私説 小倉百人一首 No.54 儀同三司母(ぎどうさんじのはは)

儀同三司母(ぎどうさんじのはは)
※藤原道隆の妻。

忘れじの行末まではかたければ
       今日をかぎりの命ともがな

【歌の背景】後に関白となった藤原道隆との恋のよろこびが、やっと始まったばかりの頃の歌。一夫多妻の平安朝の女性は、恋愛においては男の来訪をただひたすら待つ弱い立場にあった。だから男性にいったん身を任せたら相手に捨てられまいと日夜心を砕いた。それが、ストレートに恋の“よろこび”を歌わずに、恋の“悲しみ”を歌い込むという、烈しくも痛ましい心情を吐露したものになったと思われる。

【歌意】(あなたは私に対して)「いつまでもあなたを忘れまい」とおっしゃる。でも、あなたはその誓いの言葉を、将来いつまでも忘れないでいてくれるかどうか分からないので、こうして愛されている今日が私の命の最後の日でありたいものです。
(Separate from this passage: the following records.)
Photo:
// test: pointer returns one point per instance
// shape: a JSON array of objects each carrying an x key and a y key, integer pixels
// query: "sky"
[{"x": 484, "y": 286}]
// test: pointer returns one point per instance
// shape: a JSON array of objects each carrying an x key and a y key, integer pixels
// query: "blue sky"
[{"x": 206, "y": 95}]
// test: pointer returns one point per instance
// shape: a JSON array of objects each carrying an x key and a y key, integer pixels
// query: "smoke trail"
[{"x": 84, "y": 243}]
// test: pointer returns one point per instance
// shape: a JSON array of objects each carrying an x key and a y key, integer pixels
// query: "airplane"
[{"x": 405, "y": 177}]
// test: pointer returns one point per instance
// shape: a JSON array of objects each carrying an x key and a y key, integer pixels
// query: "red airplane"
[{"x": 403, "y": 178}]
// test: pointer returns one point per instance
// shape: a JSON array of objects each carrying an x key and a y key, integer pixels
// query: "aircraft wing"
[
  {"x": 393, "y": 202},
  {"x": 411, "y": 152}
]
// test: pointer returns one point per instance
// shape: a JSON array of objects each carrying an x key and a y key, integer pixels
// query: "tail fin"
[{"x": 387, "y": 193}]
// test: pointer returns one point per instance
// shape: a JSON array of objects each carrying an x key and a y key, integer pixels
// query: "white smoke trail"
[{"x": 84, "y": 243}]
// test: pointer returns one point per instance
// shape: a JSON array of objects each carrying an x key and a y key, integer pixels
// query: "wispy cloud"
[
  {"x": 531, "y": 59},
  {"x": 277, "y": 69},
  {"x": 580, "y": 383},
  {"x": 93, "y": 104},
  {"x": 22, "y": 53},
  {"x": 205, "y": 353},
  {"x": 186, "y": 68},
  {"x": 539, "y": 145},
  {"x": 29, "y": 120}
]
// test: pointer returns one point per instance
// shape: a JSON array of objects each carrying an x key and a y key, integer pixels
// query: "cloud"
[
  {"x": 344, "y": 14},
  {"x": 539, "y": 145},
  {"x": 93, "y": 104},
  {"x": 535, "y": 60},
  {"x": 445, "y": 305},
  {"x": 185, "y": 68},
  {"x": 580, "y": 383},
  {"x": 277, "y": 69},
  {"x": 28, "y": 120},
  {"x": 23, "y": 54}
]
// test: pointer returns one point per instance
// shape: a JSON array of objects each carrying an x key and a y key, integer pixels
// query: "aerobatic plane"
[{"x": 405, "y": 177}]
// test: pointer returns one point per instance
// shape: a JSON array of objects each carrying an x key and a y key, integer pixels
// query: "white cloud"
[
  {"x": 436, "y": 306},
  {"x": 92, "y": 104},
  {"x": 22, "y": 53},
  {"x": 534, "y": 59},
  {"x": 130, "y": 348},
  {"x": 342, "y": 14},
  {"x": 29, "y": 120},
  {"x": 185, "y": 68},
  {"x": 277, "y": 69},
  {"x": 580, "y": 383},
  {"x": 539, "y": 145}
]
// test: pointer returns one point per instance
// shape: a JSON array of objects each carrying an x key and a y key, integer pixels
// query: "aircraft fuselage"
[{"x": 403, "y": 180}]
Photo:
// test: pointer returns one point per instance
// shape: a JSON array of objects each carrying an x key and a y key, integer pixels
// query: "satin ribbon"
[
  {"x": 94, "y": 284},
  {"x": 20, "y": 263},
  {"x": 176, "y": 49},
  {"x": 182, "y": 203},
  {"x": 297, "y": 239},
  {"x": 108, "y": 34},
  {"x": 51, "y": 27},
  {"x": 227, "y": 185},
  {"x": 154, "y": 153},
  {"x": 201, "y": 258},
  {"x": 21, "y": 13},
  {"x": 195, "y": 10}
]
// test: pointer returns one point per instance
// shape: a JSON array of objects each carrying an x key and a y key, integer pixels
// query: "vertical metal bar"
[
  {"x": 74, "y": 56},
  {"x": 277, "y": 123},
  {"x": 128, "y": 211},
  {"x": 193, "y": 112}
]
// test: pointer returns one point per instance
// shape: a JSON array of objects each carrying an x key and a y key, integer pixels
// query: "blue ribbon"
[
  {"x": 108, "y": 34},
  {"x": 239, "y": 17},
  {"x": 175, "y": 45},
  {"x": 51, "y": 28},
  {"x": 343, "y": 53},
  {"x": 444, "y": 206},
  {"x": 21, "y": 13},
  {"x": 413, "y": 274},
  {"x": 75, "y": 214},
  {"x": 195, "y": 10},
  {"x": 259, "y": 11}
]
【作者のプロフィル】彼女は従二位高階成忠のむすめで、藤原道隆の妻、貴子のこと。「儀同三司」とは「儀」(格式)は三司に同じの意味。「三司」は三公ともいい、太政大臣、左右大臣を示した。子、伊周(これちか)が準大臣だったため、儀同三司の母とは伊周の母の意。
  「大鏡」によると、高内侍(こうのないし)とも呼ばれ、気性のしっかりした聡明な女性で、漢詩文の教養も深かったらしい。